"We know there is tremendous violence and vulnerability associated with prostitution. Prostitutes are predominately victims.
"They have very much in some cases run out of options before entering this particular pursuit and with that in mind, our focus is going to be on protecting the vulnerable," said MacKay, speaking to reporters Monday outside an event marking National Victims of Crime Awareness Week.
Canada's top court struck down three prostitution laws in December and gave the federal government one year to draft something new.
Since then, the Department of Justice launched and completed online consultations with the public. It also asked Canadian police for input. CBC News has reported that, even among Canada's chiefs of police, there is little consensus on how to regulate the sex trade.
"There's an enormous range of opinion and that has again been instructive in trying to find the right balance.
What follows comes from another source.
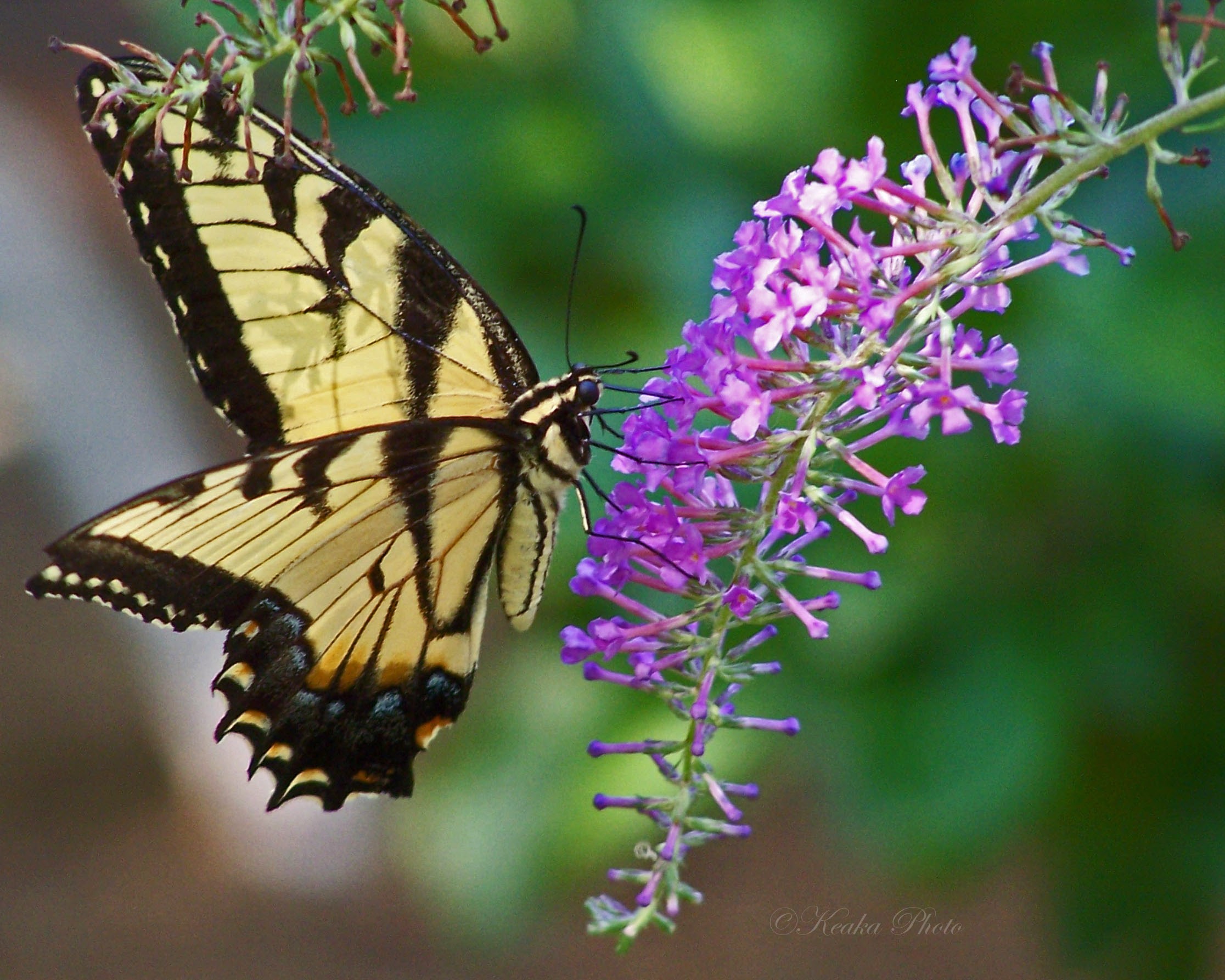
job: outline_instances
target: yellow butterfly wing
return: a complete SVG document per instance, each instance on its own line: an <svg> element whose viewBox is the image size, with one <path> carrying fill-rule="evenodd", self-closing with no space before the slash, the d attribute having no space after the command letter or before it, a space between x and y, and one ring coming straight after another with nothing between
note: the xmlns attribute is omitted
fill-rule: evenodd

We are very much tasked with threading a needle here," said MacKay Monday.
MacKay added that his department has examined several regulatory regimes outside Canada, including the so-called Nordic model, which has been touted by many groups.
In Sweden, Iceland and Norway, selling sex is legal but purchasing it is not. Police in those jurisdictions focus their attention on the activities of pimps and johns.
But MacKay described the forthcoming bill as a uniquely Canadian solution.
"There is no simple answer to a question as complex as prostitution.
"Suffice it to say that we are focusing - and will be focusing in this legislation - on not only acting in the best interests of the vulnerable and Canadians, but also there will need to be support mechanisms outside the legislation in order to help people to transition out of the sex trade," MacKay said.